El primero de diciembre de 2024, Colombia cruzó una línea que marca un antes y un después en su historia energética: perdió su autosuficiencia en gas natural domiciliario. Lo que alguna vez fue un recurso estratégico que garantizaba energía para más de 10 millones de hogares, industrias y plantas térmicas, ahora será complementado con importaciones para el uso domiciliario. Este cambio de modelo energético no es trivial; representa un punto de inflexión con profundas implicaciones económicas, ambientales y sociales.
Hasta ahora, Colombia importaba gas natural licuado (GNL) exclusivamente para abastecer al sector térmico, es decir, para la generación de energía eléctrica. Este consumo puntual estaba diseñado para complementar la oferta local en momentos de alta demanda, como en fenómenos de El Niño, cuando las hidroeléctricas pierden capacidad. Sin embargo, la decisión reciente de importar GNL para el consumo domiciliario marca un giro drástico. Ahora, el gas que alimenta las estufas y calienta el agua de los hogares dependerá del mercado internacional, exponiendo a los consumidores a costos mucho más altos.
El precio del GNL importado es considerablemente mayor que el del gas nacional. Mientras que producir un millón de unidades térmicas británicas (MBTU) de gas en Colombia cuesta alrededor de 4 a 5 dólares, el gas importado puede alcanzar costos de 10 a 13 dólares por MBTU o incluso más, dependiendo de las condiciones del mercado global. Esto implica que el gas que llegue a los hogares será al menos dos veces más caro, un incremento que inevitablemente se trasladará a las tarifas de los usuarios en la medida que el porcentaje de gas importado se vaya incrementando.

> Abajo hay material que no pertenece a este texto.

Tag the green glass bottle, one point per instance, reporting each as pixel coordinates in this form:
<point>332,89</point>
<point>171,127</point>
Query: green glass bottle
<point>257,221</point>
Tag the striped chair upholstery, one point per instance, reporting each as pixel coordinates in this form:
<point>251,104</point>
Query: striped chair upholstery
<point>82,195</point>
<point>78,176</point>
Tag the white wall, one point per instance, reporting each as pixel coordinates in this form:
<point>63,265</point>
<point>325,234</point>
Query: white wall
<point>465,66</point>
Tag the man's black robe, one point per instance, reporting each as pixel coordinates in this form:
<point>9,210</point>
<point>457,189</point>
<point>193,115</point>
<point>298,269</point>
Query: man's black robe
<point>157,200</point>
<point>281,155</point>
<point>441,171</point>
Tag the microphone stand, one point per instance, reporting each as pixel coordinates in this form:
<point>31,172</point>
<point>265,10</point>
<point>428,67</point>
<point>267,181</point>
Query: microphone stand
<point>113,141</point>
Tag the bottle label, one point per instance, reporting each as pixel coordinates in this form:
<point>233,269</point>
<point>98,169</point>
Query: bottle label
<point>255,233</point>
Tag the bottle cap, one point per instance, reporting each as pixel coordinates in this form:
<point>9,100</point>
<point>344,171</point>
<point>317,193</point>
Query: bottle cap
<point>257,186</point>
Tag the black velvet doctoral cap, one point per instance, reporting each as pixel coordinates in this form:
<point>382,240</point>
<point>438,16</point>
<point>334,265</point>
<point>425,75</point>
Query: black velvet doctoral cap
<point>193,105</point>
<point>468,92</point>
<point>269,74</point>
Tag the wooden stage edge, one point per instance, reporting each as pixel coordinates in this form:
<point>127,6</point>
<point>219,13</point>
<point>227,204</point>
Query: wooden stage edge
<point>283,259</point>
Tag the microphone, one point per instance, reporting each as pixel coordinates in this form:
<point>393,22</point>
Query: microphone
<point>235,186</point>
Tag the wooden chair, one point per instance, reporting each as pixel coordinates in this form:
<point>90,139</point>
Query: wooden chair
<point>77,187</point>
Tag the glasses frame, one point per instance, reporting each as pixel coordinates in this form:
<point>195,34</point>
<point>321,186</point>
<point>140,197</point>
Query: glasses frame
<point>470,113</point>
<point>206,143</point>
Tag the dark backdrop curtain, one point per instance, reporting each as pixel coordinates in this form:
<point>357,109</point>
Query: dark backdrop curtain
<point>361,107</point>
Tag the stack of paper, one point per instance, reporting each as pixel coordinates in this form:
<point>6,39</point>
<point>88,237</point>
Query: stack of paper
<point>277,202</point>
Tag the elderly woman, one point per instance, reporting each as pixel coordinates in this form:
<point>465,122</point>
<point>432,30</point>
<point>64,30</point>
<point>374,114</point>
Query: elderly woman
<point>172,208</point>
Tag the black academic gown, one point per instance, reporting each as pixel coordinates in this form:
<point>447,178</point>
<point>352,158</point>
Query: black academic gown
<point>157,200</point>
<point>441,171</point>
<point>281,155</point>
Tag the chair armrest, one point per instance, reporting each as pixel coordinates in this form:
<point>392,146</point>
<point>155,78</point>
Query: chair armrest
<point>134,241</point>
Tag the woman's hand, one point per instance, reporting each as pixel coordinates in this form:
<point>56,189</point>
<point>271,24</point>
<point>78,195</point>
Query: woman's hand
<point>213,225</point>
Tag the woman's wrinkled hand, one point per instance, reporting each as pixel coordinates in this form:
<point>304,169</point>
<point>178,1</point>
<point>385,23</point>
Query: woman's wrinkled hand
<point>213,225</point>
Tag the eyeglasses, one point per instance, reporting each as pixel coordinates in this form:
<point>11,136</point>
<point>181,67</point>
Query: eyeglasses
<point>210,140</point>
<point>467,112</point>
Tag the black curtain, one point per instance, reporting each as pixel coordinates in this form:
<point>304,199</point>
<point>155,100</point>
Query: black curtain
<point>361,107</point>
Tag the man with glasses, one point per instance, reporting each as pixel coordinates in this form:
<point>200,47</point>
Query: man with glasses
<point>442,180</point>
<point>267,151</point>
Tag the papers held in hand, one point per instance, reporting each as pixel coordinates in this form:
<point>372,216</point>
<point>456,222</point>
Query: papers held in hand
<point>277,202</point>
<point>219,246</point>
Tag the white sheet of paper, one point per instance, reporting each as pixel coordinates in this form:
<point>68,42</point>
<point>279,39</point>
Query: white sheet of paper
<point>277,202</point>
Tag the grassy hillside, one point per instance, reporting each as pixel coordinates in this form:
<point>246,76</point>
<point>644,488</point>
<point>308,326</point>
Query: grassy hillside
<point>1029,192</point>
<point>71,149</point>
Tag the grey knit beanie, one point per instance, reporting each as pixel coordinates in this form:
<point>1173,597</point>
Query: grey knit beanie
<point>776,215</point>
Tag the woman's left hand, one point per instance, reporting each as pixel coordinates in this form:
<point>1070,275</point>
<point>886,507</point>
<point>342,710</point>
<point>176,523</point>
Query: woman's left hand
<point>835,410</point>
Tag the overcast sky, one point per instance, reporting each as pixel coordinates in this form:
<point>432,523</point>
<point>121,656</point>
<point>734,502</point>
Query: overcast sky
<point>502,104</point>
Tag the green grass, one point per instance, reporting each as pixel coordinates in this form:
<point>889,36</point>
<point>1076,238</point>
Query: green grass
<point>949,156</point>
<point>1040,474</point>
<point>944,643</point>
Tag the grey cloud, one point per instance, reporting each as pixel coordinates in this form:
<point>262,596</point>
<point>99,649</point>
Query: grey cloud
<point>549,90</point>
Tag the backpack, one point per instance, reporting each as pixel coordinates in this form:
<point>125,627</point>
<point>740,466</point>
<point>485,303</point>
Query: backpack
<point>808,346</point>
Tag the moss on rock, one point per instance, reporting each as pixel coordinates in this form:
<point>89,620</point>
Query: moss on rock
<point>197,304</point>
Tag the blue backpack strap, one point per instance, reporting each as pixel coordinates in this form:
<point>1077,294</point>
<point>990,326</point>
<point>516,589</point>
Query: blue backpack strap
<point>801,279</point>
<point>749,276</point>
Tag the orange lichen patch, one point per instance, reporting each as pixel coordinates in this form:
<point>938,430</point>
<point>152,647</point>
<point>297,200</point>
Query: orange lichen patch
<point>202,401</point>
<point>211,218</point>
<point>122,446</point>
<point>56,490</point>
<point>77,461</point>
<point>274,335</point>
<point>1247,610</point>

Además del impacto económico, esta transición tiene serios efectos ambientales. El GNL no es un sustituto de bajas emisiones. Su proceso de producción y transporte es intensivo en carbono. Para licuar el gas, este debe ser enfriado a -162 °C, un proceso que consume grandes cantidades de energía. Posteriormente, es transportado en buques especializados y regasificado al llegar a su destino. Cada una de estas etapas genera emisiones adicionales de gases de efecto invernadero, lo que convierte al GNL en un recurso significativamente más contaminante que el gas extraído y consumido localmente.
La paradoja es evidente: en lugar de explorar nuevas reservas de gas nacional, que es más económico y tiene una huella de carbono menor, el Gobierno decidido apostar por un combustible importado, costoso y ambientalmente más perjudicial. Este cambio contradice las aspiraciones de sostenibilidad que deberían guiar la transición energética del país.
Por otro lado, la falta de planificación energética se traduce en riesgos significativos para la seguridad energética. Según proyecciones, el déficit de gas natural nacional alcanzará el 8,2 % para 2025 y podría llegar al 20,6 % en los años siguientes. Este escenario pone al país en una situación vulnerable, dependiendo de las fluctuaciones del mercado global y enfrentando desafíos logísticos y económicos.
Colombia enfrenta una encrucijada crítica. La transición energética es una necesidad, pero no debe hacerse a costa de sacrificar la seguridad energética ni de aumentar la dependencia de recursos más contaminantes y costosos. En este contexto, resulta imprescindible replantear la estrategia energética del país. Las decisiones de hoy tendrán repercusiones profundas en la economía, el ambiente y la calidad de vida de los ciudadanos.
El fin de la autosuficiencia no es solo una cota técnica; es un recordatorio de las tensiones entre lo inmediato y lo estratégico, entre el costo económico y el ambiental, entre la soberanía y la dependencia. La pregunta ahora es: ¿estamos preparados para afrontar las consecuencias de esta decisión?